Bonjour, mon tout bien-aimé, bonjour, et toujours mon amour et toujours de la pluie, tel est l’état météorologique de mon cœur et du ciel. Comment as-tu passé la nuit, mon cher adoré ? Moi je n’ai pas retrouvé le sommeil qui me cherchait trop à la partie de loto et qui m’a fait la nique dès que je n’ai eu qu’à me donner à lui. C’est toujours ainsi et je ne m’en étonne pas.
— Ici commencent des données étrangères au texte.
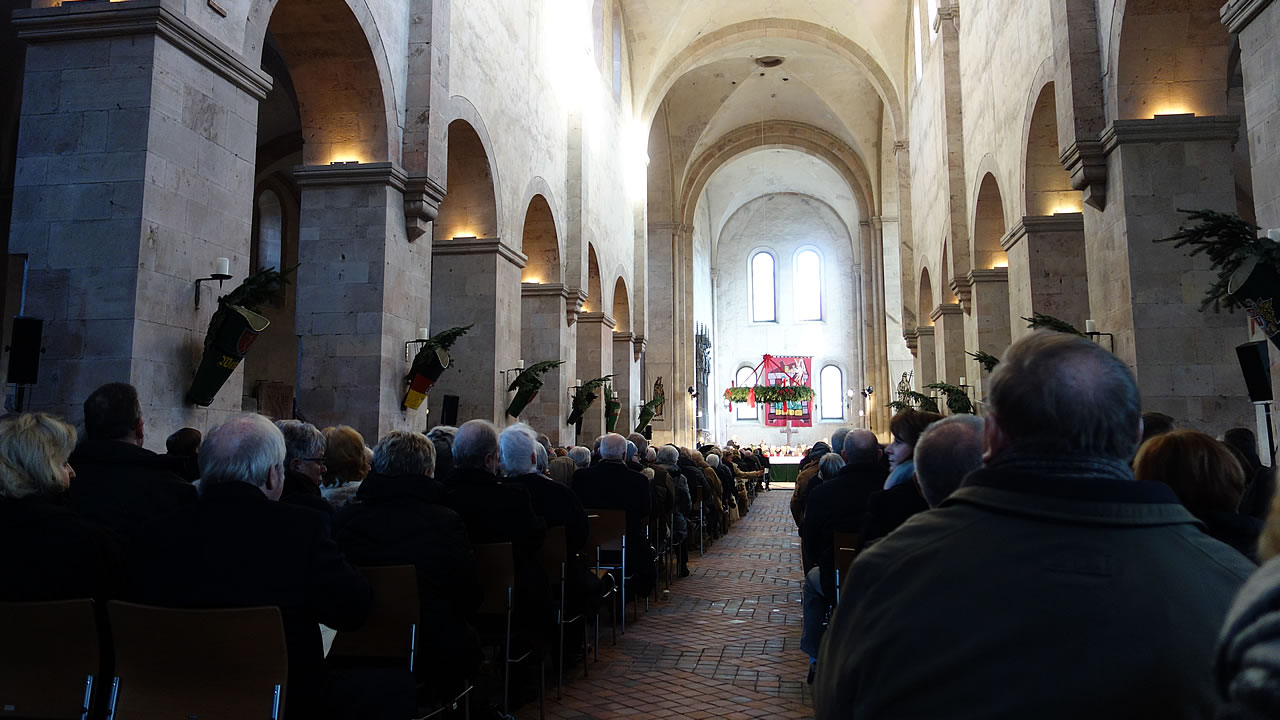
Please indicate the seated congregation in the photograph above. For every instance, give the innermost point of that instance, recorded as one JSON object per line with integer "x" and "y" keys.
{"x": 513, "y": 546}
{"x": 1063, "y": 556}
Voilà encore votre tour de l’île tombé à l’eau aujourd’hui ; je crains bien que ce pauvre M. Busquet n’en soit pour sa patience et son désir non satisfait mais aussi quel temps !!! Les poissons rouges seuls ont le droit de ne pas s’en plaindre et encore peut-être sont-ils du même avis que nous sur la [vertu ?] et sur la pluie : pas trop n’en faut, l’excès en tout est un défaut. Quant à moi personnellement je me résigne assez courageusement car pour moi rien ne m’est très sensible en dehors du bonheur d’être avec toi. Ton regard c’est mon soleil ; ton absence c’est ma brume ; ton amour c’est le paradis. Mais je m’inquiète et je m’attriste pour toi, mon pauvre adoré, qui asa tant besoin de marcher, de voir, de respirer le grand air, de cette pluie persistante qui te prive de tout cela. Ô si on pouvait faire du ciel bleu avec son âme il y a longtemps que tu n’aurais rien à désirer.